Por um tempo, as negociações sino-americanas pareciam estar fazendo algum progresso em um compromisso. Alguns meses atrás, funcionários do PCAOB foram autorizados a observar as suas contrapartes chinesas durante um exercício de “construção de confiança”. Mas uma reunião entre os dois lados em novembro parece ter terminado friamente, e a SEC endureceu sua posição nesta semana ao declarar que “as empresas que realizam auditorias sabendo que não pode cumprir com os requerimentos legais da necessidade de acesso aos papeis de trabalho enfrentarão sanções graves”. O PCAOB deve fazer uma declaração no final do ano dizendo que se um auditor externo não for devidamente inspecionado por Autoridades americanas, vai ter seus registros cancelados.

Se essa regra for mantida pelos tribunais e confirmada como política, significara que as filiais das Big Four na China podem perder muitas multinacionais como clientes, pois as leis americanas exigem que as empresas utilizem auditores registrados. Ela também pode forçar a saída de dezenas de empresas chinesas listadas na América. Talvez por antecipação, o China Development Bank, uma instituição estatal, recentemente reservou mais de US$ 1 bilhão para ajudar as pequenas empresas a deixarem as Bolsas americanas.

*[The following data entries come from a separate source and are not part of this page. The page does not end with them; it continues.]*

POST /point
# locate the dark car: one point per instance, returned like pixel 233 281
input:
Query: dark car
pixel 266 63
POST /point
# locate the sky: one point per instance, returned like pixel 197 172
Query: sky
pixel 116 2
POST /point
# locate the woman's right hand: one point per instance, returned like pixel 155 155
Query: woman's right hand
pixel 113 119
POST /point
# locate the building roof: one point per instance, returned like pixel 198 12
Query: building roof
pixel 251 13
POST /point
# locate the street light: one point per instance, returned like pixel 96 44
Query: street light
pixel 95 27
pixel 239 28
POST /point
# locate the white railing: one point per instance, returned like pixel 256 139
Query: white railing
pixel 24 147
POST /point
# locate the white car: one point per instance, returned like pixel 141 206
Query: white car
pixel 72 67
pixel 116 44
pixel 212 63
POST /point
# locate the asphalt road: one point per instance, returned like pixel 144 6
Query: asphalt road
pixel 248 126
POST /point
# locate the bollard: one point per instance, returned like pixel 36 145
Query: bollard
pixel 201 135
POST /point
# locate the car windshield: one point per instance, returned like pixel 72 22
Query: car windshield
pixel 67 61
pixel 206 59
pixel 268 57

A alegação das Big Four é que sua escala global e o âmbito multidisciplinar são coisas boas. Em certo sentido, elas estão certas. Consultoria é o mais rápido crescimento dos negócios das Big Four; Ásia, o mais energético crescimento das regiões que elas operam. Mas os acontecimentos das últimas semanas mostram que há perigos, também, na tentativa de ter o melhor de todos os mundos.